Cardinality of all infinite subsets with an infinite complement. Working in $\text{ZF}$...
Let $X$ be an infinite set with a given well-ordering relation $\le$.
Define
$\tag 1 \mathcal B(X) = \{ S \in \mathcal P(X) \, | \, S \text{ is infinite } \text{ and } X \setminus S  \text{ is infinite } \}$
I want to show that the cardinality of  $\mathcal B$ is equal to $2^X$. 
If this isn't possible, then can it be demonstrated if we add in the axiom of choice?
My Work
It seems intuitive and 'nice' but I can't find the answer 'searching around' for the 'argument pieces'. I looked over
The cardinality of the set of all finite subsets of an infinite set
but not sure how to proceed. It seems like a 'deja vu' question, but...
 A: Just to make some preliminary comments that I'm sure you're aware of: 
If $X$ and $\mathcal{P}(X)$ are both well-orderable (e.g. if we assume choice), then it's easy, since $\mathcal{P}(X)$ can be partitioned as $\mathcal{P}_{\text{fin}}(X) \sqcup \mathcal{B}(X) \sqcup \mathcal{P}_{\text{cof}}(X)$, where $\mathcal{P}_{\text{fin}}(X)$ and $\mathcal{P}_{\text{cof}}(X)$ are the sets of finite and cofinite subsets of $X$, respectively. So $2^{|X|} = |X| + |\mathcal{B}(X)| + |X| = \max(|\mathcal{B}(X)|, |X|)$, and we must have $|\mathcal{B}(X)| = 2^{|X|}$. 
Without choice, we may have $\mathcal{B}(X) = \emptyset$ even when $X$ is infinite (i.e. $X$ is an amorphous set). 
But in your question, you assume that $X$ is well-orderable, which saves the day. 
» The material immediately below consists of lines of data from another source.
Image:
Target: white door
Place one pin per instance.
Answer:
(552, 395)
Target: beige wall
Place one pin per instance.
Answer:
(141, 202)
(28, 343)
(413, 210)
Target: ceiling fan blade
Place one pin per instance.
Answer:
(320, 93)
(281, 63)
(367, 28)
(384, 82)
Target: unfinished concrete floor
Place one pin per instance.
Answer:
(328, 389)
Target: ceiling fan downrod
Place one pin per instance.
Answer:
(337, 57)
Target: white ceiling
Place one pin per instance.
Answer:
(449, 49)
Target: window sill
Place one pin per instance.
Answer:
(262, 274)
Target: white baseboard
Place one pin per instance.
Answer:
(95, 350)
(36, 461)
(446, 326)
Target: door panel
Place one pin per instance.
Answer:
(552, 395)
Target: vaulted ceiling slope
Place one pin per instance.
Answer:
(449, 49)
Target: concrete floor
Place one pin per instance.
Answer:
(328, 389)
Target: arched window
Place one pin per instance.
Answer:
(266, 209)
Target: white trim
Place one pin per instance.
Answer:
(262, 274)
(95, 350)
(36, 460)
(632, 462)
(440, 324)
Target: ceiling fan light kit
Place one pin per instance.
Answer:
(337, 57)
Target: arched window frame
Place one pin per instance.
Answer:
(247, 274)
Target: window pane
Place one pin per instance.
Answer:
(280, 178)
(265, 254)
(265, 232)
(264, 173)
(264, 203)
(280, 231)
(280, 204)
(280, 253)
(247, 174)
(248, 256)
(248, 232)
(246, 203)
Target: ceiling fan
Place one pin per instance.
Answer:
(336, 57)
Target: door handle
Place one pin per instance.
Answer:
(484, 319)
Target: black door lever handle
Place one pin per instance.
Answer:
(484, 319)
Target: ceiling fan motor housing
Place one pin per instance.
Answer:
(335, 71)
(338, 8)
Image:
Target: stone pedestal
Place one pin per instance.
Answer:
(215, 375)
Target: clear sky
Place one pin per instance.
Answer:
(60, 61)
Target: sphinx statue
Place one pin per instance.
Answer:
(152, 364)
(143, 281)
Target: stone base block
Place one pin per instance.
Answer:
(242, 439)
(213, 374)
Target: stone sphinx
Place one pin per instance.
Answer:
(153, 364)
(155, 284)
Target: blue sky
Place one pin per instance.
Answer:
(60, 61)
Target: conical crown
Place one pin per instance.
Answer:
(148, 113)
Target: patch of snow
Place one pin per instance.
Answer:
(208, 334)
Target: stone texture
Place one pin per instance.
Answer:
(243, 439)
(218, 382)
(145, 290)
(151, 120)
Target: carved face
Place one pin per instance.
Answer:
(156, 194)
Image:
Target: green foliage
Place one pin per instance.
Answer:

We have $\mathcal{B}(X)\subseteq \mathcal{P}(X)$, so in order to show $|\mathcal{B}(X)| = 2^{|X|}$, it suffices by Cantor–Schröder–Bernstein to find an injective function $h:\mathcal{P}(X) \hookrightarrow \mathcal{B}(X)$. Since $X$ is infinite and well-orderable, we can write $X$ as a disjoint union $X = Y\sqcup Z$, where $|X| = |Y| = |Z|$ (think of the "even" and "odd" ordinals). Let $f\colon X\to Y$ and $g\colon X \to Z$ be bijections. Then for any $S\in \mathcal{P}(X)$, let $h(S) = f(S) \cup g(X\setminus S)\in \mathcal{B}(X)$.